Coastal disaster | Environment | Halifax, Nova Scotia | THE COAST

Coastal disaster

Climate change is turning Nova Scotia’s coastal planning from bad to worse.

Developers are hurting Nova Scotia's coasts and putting homebuyers at serious risk.

Jen Graham, the Ecology Action Centre's coastal coordinator, sends me a slideshow of houses under construction mere feet from the ocean, seaside roads torn up during heavy storms, causeways built for personal access to islands and private-property signs on beautiful beaches, often owned by Americans spending a couple weeks a year here (see the slideshow at thecoast.ca/bites). I find more shocking photos, of a house being built in the middle of a narrow causeway, on the Friends of Martinique Facebook page.

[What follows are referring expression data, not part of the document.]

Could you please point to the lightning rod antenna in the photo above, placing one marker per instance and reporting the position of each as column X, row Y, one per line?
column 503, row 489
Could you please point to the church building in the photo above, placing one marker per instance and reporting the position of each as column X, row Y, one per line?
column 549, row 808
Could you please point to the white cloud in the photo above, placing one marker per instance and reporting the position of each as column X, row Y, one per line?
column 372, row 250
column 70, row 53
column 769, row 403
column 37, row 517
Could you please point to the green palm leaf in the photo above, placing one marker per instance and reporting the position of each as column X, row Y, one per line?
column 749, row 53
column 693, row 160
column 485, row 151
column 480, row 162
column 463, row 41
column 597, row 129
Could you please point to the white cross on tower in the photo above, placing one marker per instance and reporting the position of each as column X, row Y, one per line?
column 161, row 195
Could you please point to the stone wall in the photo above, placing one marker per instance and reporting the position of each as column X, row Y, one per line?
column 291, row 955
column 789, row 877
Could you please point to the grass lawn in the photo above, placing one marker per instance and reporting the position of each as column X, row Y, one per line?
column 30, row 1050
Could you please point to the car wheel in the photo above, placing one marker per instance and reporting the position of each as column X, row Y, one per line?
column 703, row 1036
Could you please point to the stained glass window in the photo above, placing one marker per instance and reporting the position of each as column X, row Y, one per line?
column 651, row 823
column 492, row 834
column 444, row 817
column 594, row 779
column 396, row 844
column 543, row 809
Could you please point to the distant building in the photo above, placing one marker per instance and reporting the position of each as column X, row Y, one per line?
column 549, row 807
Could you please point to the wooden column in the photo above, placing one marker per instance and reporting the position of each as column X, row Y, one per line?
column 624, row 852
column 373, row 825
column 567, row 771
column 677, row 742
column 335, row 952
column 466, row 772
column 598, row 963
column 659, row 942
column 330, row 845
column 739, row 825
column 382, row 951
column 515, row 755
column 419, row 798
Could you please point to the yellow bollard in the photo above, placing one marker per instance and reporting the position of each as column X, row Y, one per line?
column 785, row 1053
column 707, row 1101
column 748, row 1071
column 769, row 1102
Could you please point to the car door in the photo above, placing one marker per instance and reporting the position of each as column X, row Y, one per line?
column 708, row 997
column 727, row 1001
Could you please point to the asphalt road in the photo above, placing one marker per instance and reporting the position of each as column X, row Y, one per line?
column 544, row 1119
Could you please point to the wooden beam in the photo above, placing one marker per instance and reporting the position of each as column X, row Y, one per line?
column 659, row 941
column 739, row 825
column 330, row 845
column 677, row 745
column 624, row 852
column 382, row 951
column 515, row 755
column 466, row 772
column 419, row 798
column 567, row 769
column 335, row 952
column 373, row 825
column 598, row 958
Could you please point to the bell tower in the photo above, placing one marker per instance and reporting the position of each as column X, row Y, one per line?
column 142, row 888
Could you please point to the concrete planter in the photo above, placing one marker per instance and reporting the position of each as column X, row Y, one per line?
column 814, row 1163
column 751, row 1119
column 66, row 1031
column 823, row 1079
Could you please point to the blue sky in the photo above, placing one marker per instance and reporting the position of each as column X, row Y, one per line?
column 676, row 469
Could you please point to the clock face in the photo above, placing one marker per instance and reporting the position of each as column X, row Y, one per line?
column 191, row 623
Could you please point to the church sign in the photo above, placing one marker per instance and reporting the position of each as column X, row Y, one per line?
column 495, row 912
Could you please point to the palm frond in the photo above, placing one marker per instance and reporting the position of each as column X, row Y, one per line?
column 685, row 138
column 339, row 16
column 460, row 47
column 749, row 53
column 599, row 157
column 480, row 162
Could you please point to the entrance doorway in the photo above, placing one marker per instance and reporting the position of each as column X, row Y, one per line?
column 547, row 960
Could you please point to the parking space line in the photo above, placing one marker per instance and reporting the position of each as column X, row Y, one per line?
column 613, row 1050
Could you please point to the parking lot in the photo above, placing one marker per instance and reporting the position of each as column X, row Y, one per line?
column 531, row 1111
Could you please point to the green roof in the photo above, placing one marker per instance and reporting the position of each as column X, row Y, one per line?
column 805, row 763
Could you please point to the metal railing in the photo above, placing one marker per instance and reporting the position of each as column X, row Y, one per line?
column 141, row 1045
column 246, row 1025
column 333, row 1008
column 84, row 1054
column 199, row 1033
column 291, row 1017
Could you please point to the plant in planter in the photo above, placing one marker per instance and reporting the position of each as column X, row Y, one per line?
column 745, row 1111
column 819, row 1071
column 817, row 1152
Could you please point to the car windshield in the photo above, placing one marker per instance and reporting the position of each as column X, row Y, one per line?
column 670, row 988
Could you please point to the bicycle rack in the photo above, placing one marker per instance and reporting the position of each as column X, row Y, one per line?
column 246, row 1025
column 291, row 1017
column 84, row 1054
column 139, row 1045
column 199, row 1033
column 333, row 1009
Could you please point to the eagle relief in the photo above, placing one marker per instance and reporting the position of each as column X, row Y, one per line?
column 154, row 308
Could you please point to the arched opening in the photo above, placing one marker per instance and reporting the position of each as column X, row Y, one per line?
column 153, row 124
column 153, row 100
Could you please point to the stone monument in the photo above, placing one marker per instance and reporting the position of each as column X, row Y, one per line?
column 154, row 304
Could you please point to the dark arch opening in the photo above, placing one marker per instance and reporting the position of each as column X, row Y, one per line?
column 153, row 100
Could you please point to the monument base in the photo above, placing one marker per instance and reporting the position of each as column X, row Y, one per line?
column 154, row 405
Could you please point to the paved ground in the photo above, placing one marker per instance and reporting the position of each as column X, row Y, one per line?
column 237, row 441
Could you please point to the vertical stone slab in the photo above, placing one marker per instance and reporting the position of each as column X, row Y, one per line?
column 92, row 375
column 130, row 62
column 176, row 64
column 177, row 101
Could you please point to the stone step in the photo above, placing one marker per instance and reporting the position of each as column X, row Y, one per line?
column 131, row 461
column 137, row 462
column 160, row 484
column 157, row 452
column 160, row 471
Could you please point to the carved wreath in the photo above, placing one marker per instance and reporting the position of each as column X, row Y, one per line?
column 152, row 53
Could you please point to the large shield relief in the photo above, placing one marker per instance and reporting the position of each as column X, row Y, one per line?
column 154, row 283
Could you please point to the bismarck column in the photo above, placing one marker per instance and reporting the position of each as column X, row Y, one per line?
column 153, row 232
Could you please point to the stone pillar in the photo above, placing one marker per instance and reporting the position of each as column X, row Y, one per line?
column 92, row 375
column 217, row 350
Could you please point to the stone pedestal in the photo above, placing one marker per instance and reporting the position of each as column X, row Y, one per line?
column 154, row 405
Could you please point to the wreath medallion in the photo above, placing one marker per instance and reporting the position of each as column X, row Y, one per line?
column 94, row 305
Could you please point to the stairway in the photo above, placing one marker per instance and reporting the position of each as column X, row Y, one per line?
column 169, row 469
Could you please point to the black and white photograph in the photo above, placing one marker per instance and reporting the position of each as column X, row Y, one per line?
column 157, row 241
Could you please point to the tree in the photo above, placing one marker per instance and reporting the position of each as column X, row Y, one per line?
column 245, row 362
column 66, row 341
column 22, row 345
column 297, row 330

Not only do these developments keep out the public and risk life and limb of rich owners and unlucky drivers, they mess with the coasts, which are living systems. "Coasts are not stable systems," Graham tells me later over chai. "They move, and that change [creates] the things we love, like trails and nice beaches." Putting a road or house on a beach screws up that natural movement. I shudder to think what happens when the waves hit the septic systems.

In the jurisdictions where many of the developers come from, like Florida, Carolina and Massachusetts, there are laws against building in coastal zones. New Jersey works to identify land that is subject to storm damage and protects that land using real estate tax monies. "New Brunswick and PEI are better at protecting coasts that we are," Graham says. British Columbia has mapped out its coastal zones and identified vulnerable areas. Not Nova Scotia.

Our province's shorelines are a regulatory dead-zone of role confusion. They suffer the suction of a massive leadership void. "There are 15 different departments---some provincial, some federal, some municipal---with responsibilities involving coasts," Graham says. "Yet there is no one really responsible, no real direction and kind of a collective government head-in-the-sands denial."

And because we have no one department designated as the coastal department, no one is held accountable for dumbass development decisions. Developers bully municipalities---threatening to take their business and tax dollars elsewhere---into approving septic systems on cliff-side dwellings (of doom) because the province lacks standardized buffer zones.

The developers make a pretty penny off rich Americans ignorant of Maritime weather patterns, and the rest of us pony up the dough to build roads to their doors and save their asses when Tropical Storm Cabot hits. We also drop a wad on bureaucrats from 15 departments running in circles contradicting each other.

Climate change is hitting all these problems with tornado force. With its rising tides, bigger waves, increased flooding, greater erosion, more rapidly shifting coastlines and annually increasing storm damage insurance claims, climate change is making things much more complicated and urgent.

Even HRM, the richest municipality in the province, is unprepared. Our fair city scientists have done great high-tech work Light Detection and Ranging (LiDAR) mapping and wave simulating to determine where the harbour will grow as the icecaps melt. The problem is, hardly anybody knows about their excellent research, and the only detailed mapping that's been done is for the harbour. Developers have been informed and encouraged to build appropriately, but it's really up to them. "They're not restricting development on the harbour," Graham notes, "and there's no encouragement of beaches or natural vegetation there."

HRM, despite those limitations, is the hands-down provincial leader in climate change preparation. Smaller municipalities and First Nations reserves don't have resources for this stuff. Yet the only regional attempt to analyze the coastal hazards of climate change, the $2.3 million Atlantic Climate Adaptation Solutions project (funded by the feds and the four Atlantic Provinces), chose HRM as one of six sites to explore. "Shouldn't someone be helping Lockeport or Mabou?" Graham asks. "They have no money, no staff, no planners or engineers."

Maybe Mabou's time will come soon, if not in the form of funding at least in better regulations. To its credit, the province is holding a consultation on the creation of a Sustainable Coastal Development Strategy. You have until June 30 to influence a "vision for the future" of our coasts.

Graham recommends skipping the government preamble and cutting to the core of the matter with your comments. "We need consistent land-use standards across the province that protect sensitive areas and guarantee public access for hiking and recreation," she says.